Methods : Undifferentiated or differentiated, using nicotinamide, ARPE-19 cells were harvested for RNA and protein analysis after 7 or 14 days in vitro (DIV). Levels of RPE-specific markers, TMEM97, PGRMC1, and LDLR were assessed via RT-qPCR. To disrupt lipid trafficking, DIV14 cultures were treated with NPC1 inhibitor U18666A (U18; 1-30μM for 16 hr). Expression of TMEM97 was assessed by RT-qPCR and western blot. LDLR-mediated lipid trafficking was assessed by LDL-Dylight550 uptake assay. Ability of S2R modulators including CT2074 and a tool compound, Z4857158944, to regulate LDL uptake was also assessed (1, 3, 10μM for 16 hr).

Results : Differentiated cells showed moderate mRNA expression of mature RPE markers at DIV7, with BEST1, RPE65, and MERTK increasing to 1500-, 900-, and 6.5-fold, respectively, compared to control cells by DIV14 (p<0.0001). At DIV7, mRNA levels of S2R, PGRMC1, and LDLR were higher than control, with 1.8-, 1.3-, and 3.5-fold increases in expression observed at DIV14 (p<0.0001). At DIV 14, disruption of lipid trafficking via U18 increased LDL-Dylight fluorescence, which corresponded with increased TMEM97 and LDLR mRNA expression. Under basal conditions, treatment with S2R modulators CT2074 and Z4857158944 led to concentration-dependent increases in LDL uptake. Taken together, these results support a model in which S2R plays a role in lipid trafficking in mature RPE.

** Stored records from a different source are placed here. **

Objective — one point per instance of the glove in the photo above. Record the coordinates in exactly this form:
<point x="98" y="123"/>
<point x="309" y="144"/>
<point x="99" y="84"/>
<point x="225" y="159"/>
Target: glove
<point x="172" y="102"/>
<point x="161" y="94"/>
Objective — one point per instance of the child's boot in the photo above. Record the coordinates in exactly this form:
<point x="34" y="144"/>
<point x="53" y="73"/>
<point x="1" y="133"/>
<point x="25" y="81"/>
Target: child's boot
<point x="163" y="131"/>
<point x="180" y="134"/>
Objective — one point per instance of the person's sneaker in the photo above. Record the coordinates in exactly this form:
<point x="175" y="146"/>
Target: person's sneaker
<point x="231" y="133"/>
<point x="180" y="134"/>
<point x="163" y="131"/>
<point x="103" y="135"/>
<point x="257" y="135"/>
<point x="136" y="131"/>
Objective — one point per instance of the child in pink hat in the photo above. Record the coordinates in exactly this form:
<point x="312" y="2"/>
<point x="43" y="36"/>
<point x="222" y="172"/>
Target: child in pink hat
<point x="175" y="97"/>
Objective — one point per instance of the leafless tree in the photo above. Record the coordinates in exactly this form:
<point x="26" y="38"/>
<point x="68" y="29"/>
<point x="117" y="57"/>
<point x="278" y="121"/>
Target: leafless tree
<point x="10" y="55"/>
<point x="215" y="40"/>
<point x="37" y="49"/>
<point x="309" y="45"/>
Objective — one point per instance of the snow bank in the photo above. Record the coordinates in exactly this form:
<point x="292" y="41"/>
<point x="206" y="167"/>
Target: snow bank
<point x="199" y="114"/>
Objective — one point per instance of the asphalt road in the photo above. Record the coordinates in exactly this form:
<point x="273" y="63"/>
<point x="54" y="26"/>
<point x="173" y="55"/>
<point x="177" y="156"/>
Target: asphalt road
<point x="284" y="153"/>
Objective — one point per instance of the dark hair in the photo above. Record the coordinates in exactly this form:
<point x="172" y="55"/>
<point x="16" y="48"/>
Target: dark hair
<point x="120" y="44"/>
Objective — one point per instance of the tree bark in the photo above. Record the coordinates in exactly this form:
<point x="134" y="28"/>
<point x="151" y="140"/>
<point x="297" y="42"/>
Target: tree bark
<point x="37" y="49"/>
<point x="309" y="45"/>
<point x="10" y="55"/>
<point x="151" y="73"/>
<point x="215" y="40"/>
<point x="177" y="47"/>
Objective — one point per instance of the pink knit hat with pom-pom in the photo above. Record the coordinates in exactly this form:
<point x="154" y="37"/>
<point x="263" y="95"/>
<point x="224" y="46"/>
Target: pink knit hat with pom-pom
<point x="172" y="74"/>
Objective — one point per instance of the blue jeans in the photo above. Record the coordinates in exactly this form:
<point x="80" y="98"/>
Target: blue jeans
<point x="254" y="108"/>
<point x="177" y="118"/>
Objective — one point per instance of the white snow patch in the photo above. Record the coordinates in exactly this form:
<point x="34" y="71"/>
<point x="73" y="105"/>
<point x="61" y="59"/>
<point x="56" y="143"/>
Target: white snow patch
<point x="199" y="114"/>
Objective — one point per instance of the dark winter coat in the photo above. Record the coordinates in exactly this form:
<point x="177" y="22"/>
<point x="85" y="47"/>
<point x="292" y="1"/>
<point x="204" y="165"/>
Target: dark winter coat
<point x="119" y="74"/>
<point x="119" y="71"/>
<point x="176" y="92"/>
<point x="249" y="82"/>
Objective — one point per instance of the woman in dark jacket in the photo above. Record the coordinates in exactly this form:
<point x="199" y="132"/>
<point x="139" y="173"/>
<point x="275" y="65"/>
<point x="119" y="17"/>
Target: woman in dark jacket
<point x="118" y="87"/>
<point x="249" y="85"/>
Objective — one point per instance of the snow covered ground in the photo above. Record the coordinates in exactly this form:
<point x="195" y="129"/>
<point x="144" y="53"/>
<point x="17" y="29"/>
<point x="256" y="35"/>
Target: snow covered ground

Conclusions : Differentiated ARPE-19s may be a useful model for exploring relationships between LDL trafficking, S2R-LDLR interactions, and RPE cell function. Elucidating these mechanisms may be beneficial for devising new therapeutic approaches and investigating S2R modulation as a means of restoring RPE function in dAMD.

This abstract was presented at the 2024 ARVO Annual Meeting, held in Seattle, WA, May 5-9, 2024.